After giving up the quest for pin pointing the cause of the problem, I finally settled with "Microsoft Office Word 2007", Unicode font "Times New Roman", "Adobe Acrobat 9 Standard", 2(a), and 3(a), for my own ease & peace, though the problem is still bothersome.

I was able to confirm the following:

               - Tweaking with paragraph Justify, Justify Low, Justify Medium, Justify High, suddenly show best or worst results.

               - Unicode font "Courier New" acts better in some ways.

               - 3(c) shown to create worst splitting in all, i.e. Word 2007, 2013, and 2016

               - Acrobat 9 and 11 has same splitting results.

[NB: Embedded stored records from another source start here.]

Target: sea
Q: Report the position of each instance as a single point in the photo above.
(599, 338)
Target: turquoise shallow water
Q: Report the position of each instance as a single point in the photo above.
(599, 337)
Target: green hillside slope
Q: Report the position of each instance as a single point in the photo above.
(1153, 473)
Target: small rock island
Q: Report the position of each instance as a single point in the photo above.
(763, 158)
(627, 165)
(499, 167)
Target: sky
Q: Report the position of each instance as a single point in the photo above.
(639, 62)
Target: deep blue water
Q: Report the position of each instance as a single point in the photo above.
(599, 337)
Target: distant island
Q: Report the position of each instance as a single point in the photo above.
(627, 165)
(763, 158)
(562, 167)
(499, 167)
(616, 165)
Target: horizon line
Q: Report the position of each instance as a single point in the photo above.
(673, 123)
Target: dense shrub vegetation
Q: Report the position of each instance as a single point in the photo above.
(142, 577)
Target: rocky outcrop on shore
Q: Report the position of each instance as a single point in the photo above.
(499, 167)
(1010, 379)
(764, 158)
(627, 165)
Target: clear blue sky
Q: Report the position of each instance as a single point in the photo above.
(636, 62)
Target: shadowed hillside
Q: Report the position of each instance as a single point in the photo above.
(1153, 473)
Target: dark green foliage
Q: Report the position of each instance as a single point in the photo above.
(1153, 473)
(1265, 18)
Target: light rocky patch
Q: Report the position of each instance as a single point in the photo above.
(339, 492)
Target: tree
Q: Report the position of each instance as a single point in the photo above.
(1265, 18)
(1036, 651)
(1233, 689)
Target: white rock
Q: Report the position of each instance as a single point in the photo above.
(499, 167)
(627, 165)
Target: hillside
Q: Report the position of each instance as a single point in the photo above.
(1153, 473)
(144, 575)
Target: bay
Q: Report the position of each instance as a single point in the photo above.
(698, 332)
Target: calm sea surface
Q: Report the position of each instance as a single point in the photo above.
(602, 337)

I was hoping to find why PDFMaker would introduce blank space (Unicode Hex 0020) only in the search map while its showing none in the actual rendition (display).

Thankfully appreciated your response

Asim

try67
Community Expert
Community Expert
April 3, 2016

When you use the File - Save As - Adobe PDF command in Word you're not actually using the PDFMaker plugin, though. You're using a built-in function of Word.

To use the PDFMaker plugin you need to either generate the file from within Acrobat (like you did in 3a) or to use the Acrobat tab in the ribbon (or the button in the toolbar, in earlier versions of Office). The other way to generate the PDF using Adobe technology is with the Adobe PDF printer, of course.